Du 30 au 31 octobre 2014, deux jours ont suffi aux mouvements citoyens burkinabés pour envoyer Blaise Compaoré en exil en Côte d’Ivoire. Quelques dizaines de personnes tuées par l’armée et la police, des dossiers de corruption sur son dos, l’affaire Thomas Sankara de nouveau sur la table… l’ex para-commando de Pô et géo-stratège français au Sahel bénéficie à ce jour d’une tranquillité dans l’ancienne colonie française la Côte d’Ivoire. Il serait même devenu citoyen ivoirien.

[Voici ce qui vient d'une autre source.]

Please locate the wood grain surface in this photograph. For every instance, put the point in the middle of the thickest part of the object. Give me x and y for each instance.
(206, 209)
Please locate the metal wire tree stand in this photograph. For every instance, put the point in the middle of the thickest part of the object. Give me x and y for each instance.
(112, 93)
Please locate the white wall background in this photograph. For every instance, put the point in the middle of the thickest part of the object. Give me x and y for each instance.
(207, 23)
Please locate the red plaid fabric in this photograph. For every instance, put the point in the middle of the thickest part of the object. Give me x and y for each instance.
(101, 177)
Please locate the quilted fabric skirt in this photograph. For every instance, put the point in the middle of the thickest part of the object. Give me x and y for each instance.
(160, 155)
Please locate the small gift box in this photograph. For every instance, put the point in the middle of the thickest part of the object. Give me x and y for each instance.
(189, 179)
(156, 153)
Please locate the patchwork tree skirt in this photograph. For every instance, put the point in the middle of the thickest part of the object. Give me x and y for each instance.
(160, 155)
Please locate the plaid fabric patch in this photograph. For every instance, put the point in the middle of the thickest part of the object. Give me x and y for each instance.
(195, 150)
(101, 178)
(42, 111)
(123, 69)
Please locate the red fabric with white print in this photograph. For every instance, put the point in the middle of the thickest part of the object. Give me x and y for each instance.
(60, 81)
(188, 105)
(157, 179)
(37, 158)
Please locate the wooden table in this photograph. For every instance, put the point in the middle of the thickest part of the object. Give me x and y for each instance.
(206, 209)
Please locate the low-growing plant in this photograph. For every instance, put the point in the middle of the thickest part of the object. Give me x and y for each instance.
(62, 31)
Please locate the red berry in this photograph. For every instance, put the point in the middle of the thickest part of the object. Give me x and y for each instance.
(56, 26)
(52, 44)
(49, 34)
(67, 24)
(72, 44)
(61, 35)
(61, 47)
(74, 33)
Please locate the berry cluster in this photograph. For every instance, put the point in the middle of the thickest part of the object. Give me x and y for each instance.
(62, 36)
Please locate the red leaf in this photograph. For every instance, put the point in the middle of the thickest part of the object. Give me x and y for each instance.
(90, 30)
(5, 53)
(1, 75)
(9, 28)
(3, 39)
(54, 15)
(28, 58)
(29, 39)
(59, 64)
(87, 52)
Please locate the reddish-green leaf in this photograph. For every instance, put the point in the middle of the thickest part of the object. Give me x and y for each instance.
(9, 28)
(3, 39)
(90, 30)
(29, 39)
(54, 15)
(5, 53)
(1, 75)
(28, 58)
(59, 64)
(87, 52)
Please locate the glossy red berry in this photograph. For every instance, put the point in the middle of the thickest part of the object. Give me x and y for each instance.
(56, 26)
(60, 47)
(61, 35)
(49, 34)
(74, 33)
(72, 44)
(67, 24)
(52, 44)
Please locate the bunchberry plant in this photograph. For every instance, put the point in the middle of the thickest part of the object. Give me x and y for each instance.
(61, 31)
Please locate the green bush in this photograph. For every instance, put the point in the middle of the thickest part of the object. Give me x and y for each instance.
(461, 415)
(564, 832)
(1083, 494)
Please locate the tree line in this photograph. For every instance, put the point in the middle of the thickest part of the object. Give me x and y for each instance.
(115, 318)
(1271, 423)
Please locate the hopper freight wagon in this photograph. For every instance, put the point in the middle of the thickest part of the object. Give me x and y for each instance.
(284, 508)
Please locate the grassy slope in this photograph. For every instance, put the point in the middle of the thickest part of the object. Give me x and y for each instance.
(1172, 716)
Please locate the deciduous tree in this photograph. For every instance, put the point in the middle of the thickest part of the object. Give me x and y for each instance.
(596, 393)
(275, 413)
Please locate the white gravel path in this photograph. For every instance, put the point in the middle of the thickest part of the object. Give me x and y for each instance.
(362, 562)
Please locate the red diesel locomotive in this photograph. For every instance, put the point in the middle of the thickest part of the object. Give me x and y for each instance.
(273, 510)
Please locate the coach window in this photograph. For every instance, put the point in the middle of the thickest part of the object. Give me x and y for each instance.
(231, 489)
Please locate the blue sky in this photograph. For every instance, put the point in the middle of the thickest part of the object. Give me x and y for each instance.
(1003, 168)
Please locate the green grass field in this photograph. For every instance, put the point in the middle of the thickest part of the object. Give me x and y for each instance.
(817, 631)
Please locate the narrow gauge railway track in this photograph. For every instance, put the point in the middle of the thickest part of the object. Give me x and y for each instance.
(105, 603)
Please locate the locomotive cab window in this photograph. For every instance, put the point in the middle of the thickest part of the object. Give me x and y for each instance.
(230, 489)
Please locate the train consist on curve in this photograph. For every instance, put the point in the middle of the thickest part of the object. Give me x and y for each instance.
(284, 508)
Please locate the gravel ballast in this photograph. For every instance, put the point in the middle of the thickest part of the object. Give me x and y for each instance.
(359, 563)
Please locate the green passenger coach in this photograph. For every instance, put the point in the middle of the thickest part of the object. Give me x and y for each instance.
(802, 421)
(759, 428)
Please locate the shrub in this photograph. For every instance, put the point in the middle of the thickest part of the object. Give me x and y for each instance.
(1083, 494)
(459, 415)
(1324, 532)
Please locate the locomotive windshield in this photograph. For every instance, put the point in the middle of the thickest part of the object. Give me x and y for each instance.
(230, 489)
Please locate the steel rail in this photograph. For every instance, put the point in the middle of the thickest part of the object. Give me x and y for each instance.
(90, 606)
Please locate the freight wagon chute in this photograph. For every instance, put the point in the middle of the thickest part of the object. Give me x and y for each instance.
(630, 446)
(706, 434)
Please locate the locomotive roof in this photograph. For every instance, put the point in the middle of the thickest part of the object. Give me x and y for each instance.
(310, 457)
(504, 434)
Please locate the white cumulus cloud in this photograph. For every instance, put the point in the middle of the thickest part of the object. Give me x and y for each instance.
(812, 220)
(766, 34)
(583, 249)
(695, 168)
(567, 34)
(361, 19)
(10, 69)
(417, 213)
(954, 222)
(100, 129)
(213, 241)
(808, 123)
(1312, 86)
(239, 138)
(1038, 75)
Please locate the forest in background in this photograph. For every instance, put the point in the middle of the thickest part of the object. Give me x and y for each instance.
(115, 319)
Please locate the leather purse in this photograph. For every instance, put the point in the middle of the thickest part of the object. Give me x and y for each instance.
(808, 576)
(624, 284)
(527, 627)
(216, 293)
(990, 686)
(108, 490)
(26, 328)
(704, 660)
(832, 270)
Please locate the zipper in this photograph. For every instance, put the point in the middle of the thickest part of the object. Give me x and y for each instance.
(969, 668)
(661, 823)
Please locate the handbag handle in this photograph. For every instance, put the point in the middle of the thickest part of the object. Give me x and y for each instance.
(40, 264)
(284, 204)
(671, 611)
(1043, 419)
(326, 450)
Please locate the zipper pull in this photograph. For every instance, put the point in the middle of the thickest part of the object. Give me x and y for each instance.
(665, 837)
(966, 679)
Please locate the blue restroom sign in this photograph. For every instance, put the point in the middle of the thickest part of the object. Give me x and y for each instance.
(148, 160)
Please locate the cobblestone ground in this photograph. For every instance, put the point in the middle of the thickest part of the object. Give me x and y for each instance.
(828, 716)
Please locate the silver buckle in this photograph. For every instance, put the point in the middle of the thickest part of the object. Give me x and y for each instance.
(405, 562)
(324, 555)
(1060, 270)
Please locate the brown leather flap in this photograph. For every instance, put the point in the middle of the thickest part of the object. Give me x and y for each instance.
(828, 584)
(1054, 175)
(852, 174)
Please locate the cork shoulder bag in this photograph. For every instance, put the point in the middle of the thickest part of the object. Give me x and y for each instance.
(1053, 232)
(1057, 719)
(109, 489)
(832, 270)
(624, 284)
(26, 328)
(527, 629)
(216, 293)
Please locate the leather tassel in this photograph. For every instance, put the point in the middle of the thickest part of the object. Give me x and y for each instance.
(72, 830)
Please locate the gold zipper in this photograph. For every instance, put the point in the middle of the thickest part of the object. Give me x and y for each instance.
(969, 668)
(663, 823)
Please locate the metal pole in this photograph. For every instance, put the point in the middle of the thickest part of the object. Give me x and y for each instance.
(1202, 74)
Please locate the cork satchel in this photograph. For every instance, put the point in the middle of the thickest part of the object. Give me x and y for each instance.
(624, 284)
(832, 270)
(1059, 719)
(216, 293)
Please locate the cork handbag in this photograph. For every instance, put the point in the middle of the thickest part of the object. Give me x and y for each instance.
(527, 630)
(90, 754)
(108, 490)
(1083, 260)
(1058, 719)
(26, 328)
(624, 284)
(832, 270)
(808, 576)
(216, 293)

Sur place au Burkina-Faso, ce sont les compagnons de l’ancien Chef d’Etat, anciens de son parti CDP et fondateurs de leur parti, Mouvement du Peuple pour le Progrès, au terme de deux lettres ouvertes adressées à leur leader, qui ont remplacé le Maître empêché. Marc Christian Kaboré, président de l’Assemblée nationale jusqu’en 2012, est devenu Président de la République depuis Novembre 2015. Salif Dialo, ancien Ministre de l’agriculture, est l’actuel Président de l’Assemblée nationale. Bref, au gouvernement comme dans l’administration publique, se retrouvent les mêmes figures dociles au Maître Compaoré et à la France.

 

De gauche à droite : le président de l’assemblée nationale du Burkina Faso Salif Dialo et le président de la république Marc Christian Kaboré
De gauche à droite : le président de l’assemblée nationale du Burkina Faso Salif Dialo et le président de la république Marc Christian Kaboré

 

Du même au pareil

La majorité présidentielle congolaise a connu une scission basée sur la nécessité de désignation d’un dauphin de l’actuel Président Joseph Kabila. En effet, après 3 lettres ouvertes adressées à Kabila par les leaders des 7 partis politiques proposant que la MP se choisisse un dauphin en remplacement de Joseph Kabila à la magistrature suprême, ces partis ont quitté la barque quand leur requête n’a pas trouvé suite. Ils déclareront quelques temps plus tard soutenir la candidature du dauphin pressenti du Raïs, Moïse Katumbi. Or il se constate que l’ex-gouverneur de Katanga, passé dans les rangs de l’opposition, a le soutien de la Grande Bretagne, la France, la Belgique, l’Allemagne, les USA s’il faut s’en tenir qu’aux réactions de ces Etats enregistrées lors de son arrestation pour recrutement des mercenaires. Par ailleurs, à ne regarder que la pluie des sanctions qui tombent sur les collaborateurs de Kabila dans tous les sens, le divorce semble être consommé entre le pouvoir de Kinshasa et ses parrains d’autrefois.

D’aucuns qualifient Moïse Katumbi de « Parrain » du Rassemblement de l’opposition coordonné par l’opposant historique Etienne Tshisekedi. Dans ce cheminement, ils semblent que les mêmes qui ont amené Joseph Mobutu, Laurent-Désiré Kabila, Joseph Kabila au pouvoir, soient les mêmes qui veulent amener un autre à la tête de la RDC à travers les élections qui se déroulent de la manière dont tout le monde sait.

Joseph Kabila Président de la RDC et Moise Katumbi ancien proche du régime de Kinshasa passé à l’opposition
Joseph Kabila Président de la RDC et Moise Katumbi ancien proche du régime de Kinshasa passé à l’opposition

Et pourtant, la logique est connue : les puissances occidentales instaurent un pouvoir en RDC pour servir leurs intérêts. Une fois celui-ci n’est plus un bon serviteur, il faut le remplacer : Mobutu envoyé en exil après divorce, L.D Kabila assassiné pour sa défense des intérêts congolais qu’occidentaux. Joseph Kabila sous pression pour avoir ouvert trop la porte aux chinois.

La voix du peuple qui est au centre de toute démocratie est réduite à une portion congrue par un individu peut être, mais surtout par le système qui décide sans consulter, ni même se soucier du sort de ce peuple.

Le congolais qui se réjouirait trop vite du départ de Joseph Kabila, doit également s’inquiéter de la persistance du système qui voudrait mettre en place un pouvoir à sa solde.